World PvP on paper sounds like some marriage between Mythic’s RvR and World of Warcraft’s Alterac Valley. It is supposed to be three or more servers fighting against one another for some amount of time (a week, two weeks, etc.) then the servers would gain new opposition. Three is the magic number, eh, Syncaine? Anyway the system goes far beyond the capture system found in Warhammer Online by adding RTS elements to the mix similar to what Alterac Valley has. The article says:
The World PvP Maps bear a resemblance to RTS-maps and give you a chance to play different roles. You can conquer stone mines, which will then deliver stone by caravan to your catapults, you can attack and cut off caravans of the enemy, you can operate as a scout and inform the rest of hostile movement, you can man watchtowers and defend, or you can just run up to a lost PvP’er and teach him a lesson. All these actions will earn you experience.

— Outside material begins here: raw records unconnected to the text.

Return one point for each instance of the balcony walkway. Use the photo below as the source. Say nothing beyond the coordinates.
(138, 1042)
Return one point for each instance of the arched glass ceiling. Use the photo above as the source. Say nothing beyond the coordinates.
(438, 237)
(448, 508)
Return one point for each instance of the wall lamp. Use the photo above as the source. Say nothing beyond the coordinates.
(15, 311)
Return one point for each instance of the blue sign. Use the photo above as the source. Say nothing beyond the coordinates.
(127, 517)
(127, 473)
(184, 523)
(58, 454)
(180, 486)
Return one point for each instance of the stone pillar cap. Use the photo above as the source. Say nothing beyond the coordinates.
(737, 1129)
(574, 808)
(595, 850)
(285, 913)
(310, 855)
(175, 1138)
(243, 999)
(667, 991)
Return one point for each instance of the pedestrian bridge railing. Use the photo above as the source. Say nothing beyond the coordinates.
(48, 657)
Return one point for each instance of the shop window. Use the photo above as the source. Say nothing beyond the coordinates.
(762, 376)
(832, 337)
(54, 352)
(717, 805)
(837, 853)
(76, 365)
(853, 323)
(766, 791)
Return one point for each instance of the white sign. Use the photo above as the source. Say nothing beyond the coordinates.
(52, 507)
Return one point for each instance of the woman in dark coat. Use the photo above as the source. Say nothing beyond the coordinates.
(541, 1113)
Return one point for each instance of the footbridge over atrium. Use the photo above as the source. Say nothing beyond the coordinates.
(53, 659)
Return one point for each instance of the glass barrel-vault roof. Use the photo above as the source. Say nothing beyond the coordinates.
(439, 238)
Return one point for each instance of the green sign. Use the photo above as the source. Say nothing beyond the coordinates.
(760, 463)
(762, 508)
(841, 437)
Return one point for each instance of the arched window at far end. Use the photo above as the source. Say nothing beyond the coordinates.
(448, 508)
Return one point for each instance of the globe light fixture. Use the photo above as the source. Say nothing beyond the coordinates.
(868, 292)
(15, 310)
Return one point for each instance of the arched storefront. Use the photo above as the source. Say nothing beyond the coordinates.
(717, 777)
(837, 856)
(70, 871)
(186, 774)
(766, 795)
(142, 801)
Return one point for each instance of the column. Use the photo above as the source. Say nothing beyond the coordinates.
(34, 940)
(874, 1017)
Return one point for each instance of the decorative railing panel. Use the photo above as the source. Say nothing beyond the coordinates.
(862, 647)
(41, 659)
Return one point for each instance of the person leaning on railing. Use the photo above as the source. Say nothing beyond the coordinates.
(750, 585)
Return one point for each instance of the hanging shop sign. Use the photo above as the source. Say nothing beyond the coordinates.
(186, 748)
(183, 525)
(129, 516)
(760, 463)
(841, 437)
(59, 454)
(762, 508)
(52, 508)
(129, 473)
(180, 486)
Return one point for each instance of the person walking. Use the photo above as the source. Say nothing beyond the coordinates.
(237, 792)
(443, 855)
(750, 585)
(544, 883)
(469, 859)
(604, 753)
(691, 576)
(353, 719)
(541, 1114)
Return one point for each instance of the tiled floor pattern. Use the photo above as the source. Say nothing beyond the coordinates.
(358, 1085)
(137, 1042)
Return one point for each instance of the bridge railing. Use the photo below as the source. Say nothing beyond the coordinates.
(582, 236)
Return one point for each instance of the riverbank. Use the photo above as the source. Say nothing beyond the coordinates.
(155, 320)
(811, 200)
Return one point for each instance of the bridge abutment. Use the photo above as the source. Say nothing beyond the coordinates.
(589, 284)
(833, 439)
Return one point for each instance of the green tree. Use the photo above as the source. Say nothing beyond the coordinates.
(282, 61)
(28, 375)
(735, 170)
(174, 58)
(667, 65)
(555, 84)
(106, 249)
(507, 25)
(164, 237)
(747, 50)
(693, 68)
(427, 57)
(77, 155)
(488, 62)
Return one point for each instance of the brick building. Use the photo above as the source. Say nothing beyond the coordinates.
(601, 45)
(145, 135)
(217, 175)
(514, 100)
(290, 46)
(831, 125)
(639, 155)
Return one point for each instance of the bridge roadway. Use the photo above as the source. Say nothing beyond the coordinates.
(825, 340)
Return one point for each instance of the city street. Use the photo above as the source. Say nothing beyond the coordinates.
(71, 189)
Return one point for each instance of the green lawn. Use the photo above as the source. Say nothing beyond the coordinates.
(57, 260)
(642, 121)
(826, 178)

This is going to be an interesting, very complex system, and not without possible pitfalls. Alterac Valley is persistent in a sense, but it has a player cap. World PvP has no player cap, and numbers of 300 v. 200 have been flung around by ArenaNet. The need for warm bodies can definitely become a problem. Intricate systems designed to be full of players are usually a lot of fun, but when the population fizzles either to go to sleep or go play Diablo III then the complexity is really put to the test. Then there is the zerg issue where large numbers of players simply smash through any balanced complexity. A complex Ouroboros fight of hitting mines, supply lines, watchtowers, then keeps is still a boring prospect. On top of that there is inefficient PUG communication, griefing possibilities, and balancing to consider.
I have high hopes for this type of gameplay where we become the little RTS minions, only in an MMO instead of an FPS. There are a lot of pitfalls, and I hope that ArenaNet jumps across them with Atari-like ease. Guild Wars 2 World PvP will already have a leg up over the other RvR-esque competition because it will lack a subscription cost-of-entry.